Our finding of copying all but the last layer is in direct contrast with Yosinski et al., who showed that copying fewer layers is better when freezing [6]. The contrasting results are easily explained by the much larger amounts of data used in that study, whereas we seek to analyze scenarios in which large amounts of data are not available: the largest amount of data we use for the Yosinski target dataset is 120 images/class (60,000 images). Clearly, there is an inflection point between 60,000 and approximately 645,000 training examples where it no longer becomes beneficial to copy more layers when freezing. For the remainder of our analysis, we follow our first finding to copy all parameters from the initial source network and therefore choose between F(1-7)R(8) and T(1-7)R(8). We present our recommendations in Table 3 and discuss evidence from our experiments next.

Table 3. Best practices for adapting pre-trained networks where all but the last layer are copied. We compare freezing (F(1-7)R(8)) against fine-tuning (T(1-7)R(8)).
Fig. 2.
figure 2

Ratio between accuracy when fine-tuning and accuracy when freezing, measured across pairs of experiments with other conditions fixed. Only showing R(8) experiments. Values above 1.0 imply fine-tuning is better. Values below 1.0 imply freezing is better. Left examines the effect of data on this ratio. The dotted line denotes large amounts of data. Right examines the effect of source-target distance on this ratio. Trend lines are averages.

Figure 2 (left) shows that with a large amount of target data, fine-tuning is always best, fitting our intuition that more data reduces overfitting. But Fig. 2 (right) shows that when there is a low or medium amount of training data, the distance between source and target plays a more important role. Broadly, as distance increases, fine-tuning improves relative to freezing, supporting the notion that learned features are less transferable to distant datasets. At one end, in the low data and low distance setting, freezing outperforms fine-tuning.

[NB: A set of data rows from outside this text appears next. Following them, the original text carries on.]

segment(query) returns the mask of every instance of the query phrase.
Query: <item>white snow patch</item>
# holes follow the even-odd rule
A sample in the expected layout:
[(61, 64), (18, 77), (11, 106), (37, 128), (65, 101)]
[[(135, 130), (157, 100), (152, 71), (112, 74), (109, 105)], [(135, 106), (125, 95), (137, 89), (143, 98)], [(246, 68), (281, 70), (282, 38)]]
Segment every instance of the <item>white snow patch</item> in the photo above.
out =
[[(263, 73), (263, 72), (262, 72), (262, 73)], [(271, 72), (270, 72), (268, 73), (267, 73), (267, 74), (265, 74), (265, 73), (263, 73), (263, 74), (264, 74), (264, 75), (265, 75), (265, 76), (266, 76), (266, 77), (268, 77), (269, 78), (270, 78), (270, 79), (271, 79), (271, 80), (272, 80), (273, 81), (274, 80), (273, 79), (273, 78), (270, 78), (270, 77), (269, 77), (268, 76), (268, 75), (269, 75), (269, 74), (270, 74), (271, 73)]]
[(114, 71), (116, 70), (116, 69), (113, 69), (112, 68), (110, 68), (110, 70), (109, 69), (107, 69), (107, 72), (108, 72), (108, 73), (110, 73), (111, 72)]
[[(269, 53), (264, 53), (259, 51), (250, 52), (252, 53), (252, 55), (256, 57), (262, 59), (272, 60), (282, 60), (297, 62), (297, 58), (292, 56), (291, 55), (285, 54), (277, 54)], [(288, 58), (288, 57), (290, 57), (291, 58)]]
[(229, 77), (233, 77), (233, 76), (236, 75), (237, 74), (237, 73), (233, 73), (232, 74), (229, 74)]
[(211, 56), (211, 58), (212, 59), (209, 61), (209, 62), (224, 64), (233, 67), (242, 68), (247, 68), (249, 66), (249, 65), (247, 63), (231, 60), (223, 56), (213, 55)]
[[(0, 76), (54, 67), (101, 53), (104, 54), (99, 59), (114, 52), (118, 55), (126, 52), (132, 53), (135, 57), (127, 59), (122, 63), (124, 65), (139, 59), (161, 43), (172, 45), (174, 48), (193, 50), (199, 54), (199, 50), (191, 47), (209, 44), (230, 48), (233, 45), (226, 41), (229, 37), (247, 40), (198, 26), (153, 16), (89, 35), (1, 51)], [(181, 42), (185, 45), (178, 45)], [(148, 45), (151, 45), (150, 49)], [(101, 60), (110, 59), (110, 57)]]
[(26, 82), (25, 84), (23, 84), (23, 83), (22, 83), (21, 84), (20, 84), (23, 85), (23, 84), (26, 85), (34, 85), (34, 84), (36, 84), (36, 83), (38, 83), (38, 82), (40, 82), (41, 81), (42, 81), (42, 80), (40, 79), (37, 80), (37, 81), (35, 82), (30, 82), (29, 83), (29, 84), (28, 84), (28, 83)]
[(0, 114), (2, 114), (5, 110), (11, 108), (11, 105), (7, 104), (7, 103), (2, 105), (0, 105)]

At the other end, in the medium data and medium-to-high distance setting, fine-tuning outperforms freezing.

The inflection point occurs in settings where (1) target data is low and distance is medium or high, or (2) target data is moderate and distance is low. Here there is no consistent winner between fine-tuning and freezing. In these situations we recommend trying both fine-tuned and frozen networks. An additional consideration, though not shown in the figure, is that fine-tuned models generally take more time to train - one might choose a preferred training technique based on preference towards training speed or accuracy.